We work this way because high-level involvement occurs in child-initiated activity
ITMP promotes children to be
Highly engaged and independent learners (concentration, creativity, energy & persistence)
Confident to tackle challenges and enjoy achieving next steps
Organised and show respect for their learning
ITMP helps children to
Learn to empathise and self regulate
Master key skills across the EYFS
Ofsted Definition of Teaching (2015)
The Ofsted definition of teaching (2015) fits exactly with our way of planning and teaching – in the moment:
“Teaching should not be taken to imply a ‘top down’ or formal way of working. It is a broad term which covers the many different ways in which adults help young children learn. It includes their interactions with children during planned and child-initiated play and activities: communicating and modelling language, showing, explaining, demonstrating, exploring ideas, encouraging, questioning, recalling, providing a narrative for what they are doing, facilitating and setting challenges. It takes account of the equipment they provide and the attention to the physical environment as well as the structure and routines of the day that establish expectations. Integral to teaching is how practitioners assess what children know, understand and can do as well as take account of their interests and dispositions to learning (characteristics of effective learning), and use this information to plan children’s next steps in learning and monitor their progress.”
An Enabling Environment
We have a workshop-style environment indoors and outside. Nothing is set out on the tables. The children select what they want to do in each area. The principal is that resources are accessible to the children and they are varied, open-ended and high quality. This gives children the opportunity to select resources to support their chosen activity.
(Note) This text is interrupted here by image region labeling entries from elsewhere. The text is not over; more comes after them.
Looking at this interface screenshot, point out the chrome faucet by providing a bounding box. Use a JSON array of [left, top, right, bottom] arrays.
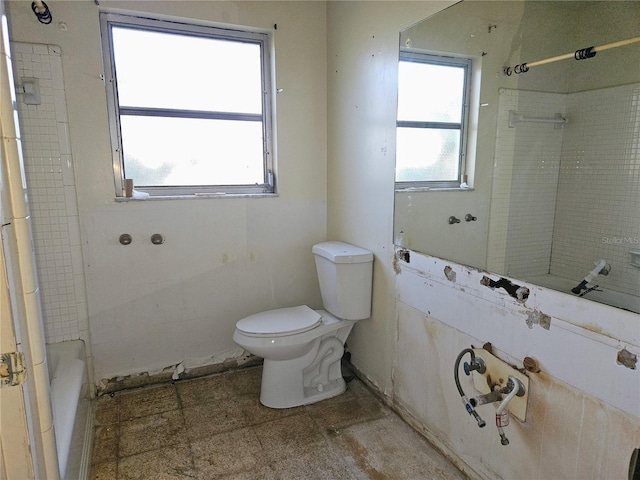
[[571, 259, 611, 297]]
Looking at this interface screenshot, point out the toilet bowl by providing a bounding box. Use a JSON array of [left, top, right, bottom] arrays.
[[233, 242, 373, 408]]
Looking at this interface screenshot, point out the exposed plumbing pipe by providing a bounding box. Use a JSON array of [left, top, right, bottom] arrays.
[[453, 348, 487, 428], [496, 375, 521, 445], [571, 259, 611, 295]]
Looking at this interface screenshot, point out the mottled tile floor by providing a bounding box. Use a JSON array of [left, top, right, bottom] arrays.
[[91, 367, 466, 480]]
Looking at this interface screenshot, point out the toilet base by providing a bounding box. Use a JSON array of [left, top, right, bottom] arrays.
[[260, 359, 347, 408]]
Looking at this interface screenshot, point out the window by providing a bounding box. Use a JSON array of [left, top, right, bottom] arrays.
[[100, 12, 274, 196], [396, 51, 471, 189]]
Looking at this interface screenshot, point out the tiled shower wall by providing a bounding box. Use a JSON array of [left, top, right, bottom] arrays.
[[11, 42, 88, 343], [487, 89, 565, 278], [487, 84, 640, 295], [551, 84, 640, 295]]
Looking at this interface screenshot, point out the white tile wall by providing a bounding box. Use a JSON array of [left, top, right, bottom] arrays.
[[11, 42, 87, 343], [487, 84, 640, 295], [487, 89, 565, 277], [551, 84, 640, 295]]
We aim to establish an environment that
Is accessible to all
Is organised and clearly labelled
Has flexible resources that can be used in a variety of ways
Is reflective of the needs and interests of all learners
Has open-ended, high quality activities
The Role of The Adult
The adults are there to facilitate learning. They do this through observations and interactions.
Our adults know the children very well and have a sound understanding of child development. This ensures that the adults enhance and extend the learning at the appropriate level.
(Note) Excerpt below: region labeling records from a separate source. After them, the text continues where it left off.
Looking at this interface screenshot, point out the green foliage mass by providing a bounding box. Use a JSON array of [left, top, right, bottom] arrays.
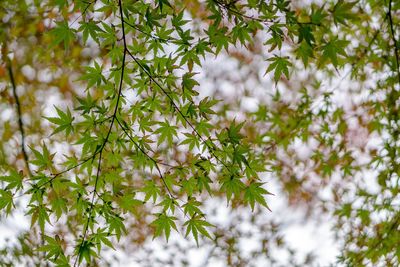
[[0, 0, 400, 266]]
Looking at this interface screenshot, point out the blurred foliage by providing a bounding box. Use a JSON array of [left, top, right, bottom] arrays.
[[0, 0, 400, 266]]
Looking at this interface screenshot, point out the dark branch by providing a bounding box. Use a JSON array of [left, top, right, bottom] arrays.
[[74, 0, 128, 266], [8, 60, 32, 176]]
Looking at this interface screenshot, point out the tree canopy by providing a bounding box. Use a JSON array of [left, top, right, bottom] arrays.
[[0, 0, 400, 266]]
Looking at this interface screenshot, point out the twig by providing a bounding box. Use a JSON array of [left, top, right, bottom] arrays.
[[8, 59, 32, 177], [74, 0, 128, 267]]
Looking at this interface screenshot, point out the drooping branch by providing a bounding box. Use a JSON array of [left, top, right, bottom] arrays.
[[7, 59, 32, 176]]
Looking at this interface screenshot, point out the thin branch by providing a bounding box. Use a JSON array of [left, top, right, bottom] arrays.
[[8, 59, 32, 177], [387, 0, 400, 86], [127, 50, 229, 172], [74, 0, 128, 267], [117, 118, 176, 199]]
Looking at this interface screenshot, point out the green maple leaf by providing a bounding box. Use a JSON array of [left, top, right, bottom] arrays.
[[45, 106, 74, 136], [265, 55, 292, 82], [183, 215, 215, 246], [244, 183, 272, 213], [50, 21, 76, 49], [151, 213, 178, 242]]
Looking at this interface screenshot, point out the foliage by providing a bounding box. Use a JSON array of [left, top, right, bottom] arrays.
[[0, 0, 400, 266]]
Key characteristics of a highly effective practitioner
Highly engaged and involved with children. Interacting, not interfering
(levels 4/5 Leuven scale)
Uses calm effective voice. Is consistent and fair
Maintains high expectations of learning and promotes care of the learning environment
Uses open ended, high level questions
Adds provocations to extend learning when opportunities arise
Has high quality interactions which are sustained, two way, agenda-led by the child and involve commentary, suggestions and modelling
Has a great impact on children’s progress
Uses body language reflecting that of the child
Cut it for me,
Write it for me,
Open it for me,
Set it up for me,
Draw it for me or
Find it for me
All I learn is
You can do it
Better than me.
Focus Child, not focus activities
The cycle of observation, assessment, planning, observation is carried out on a moment-by-moment basis. We have focus children each week (approximately 20% of the group). The focus children are given extra attention, but all the children are busy and learning all of the time.
Teachable moments that occur are recorded on the focus child’s learning journey. In addition, “Wow” moments are recorded for all children as and when they happen.
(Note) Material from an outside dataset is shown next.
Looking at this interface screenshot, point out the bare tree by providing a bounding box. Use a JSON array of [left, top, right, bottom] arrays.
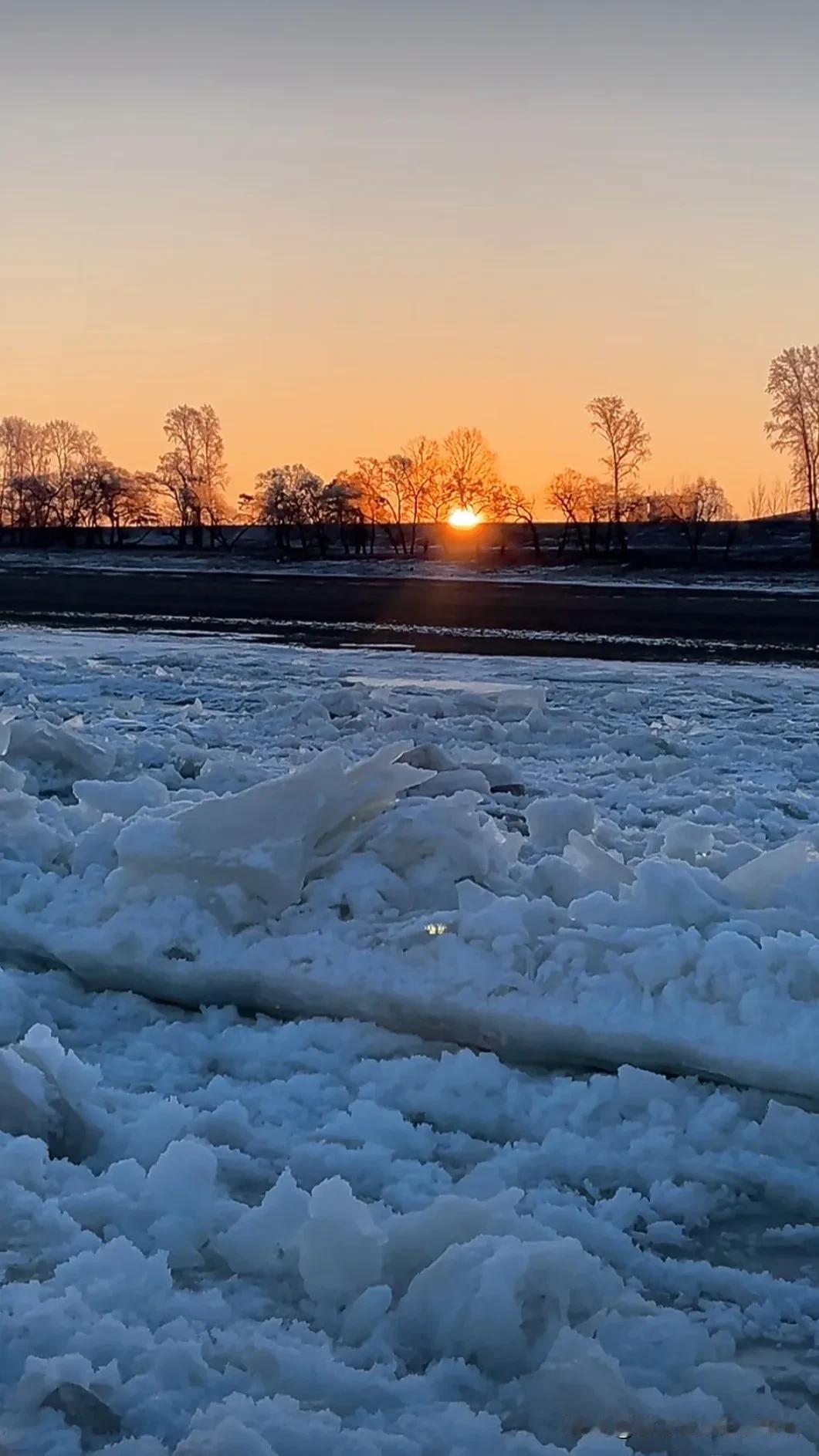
[[156, 405, 228, 546], [509, 486, 542, 560], [548, 469, 612, 556], [435, 427, 507, 520], [747, 476, 794, 522], [255, 465, 329, 556], [401, 435, 443, 556], [765, 343, 819, 563], [655, 475, 735, 562], [586, 394, 651, 556]]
Three Characteristics of Effective Learning (Revised EYFS)
Playing and Exploring
Do they investigate and experience things, and ‘have a go’?
Do they concentrate and keep on trying if they encounter difficulties, and enjoy achievements?
Creating and Thinking Critically
Do they have and develop their own ideas, make links between ideas, and develop strategies for doing things?
With a system of focus children, a workshop style environment and records kept on planning in the moment sheets and learning journeys, the children are learning effectively all the time!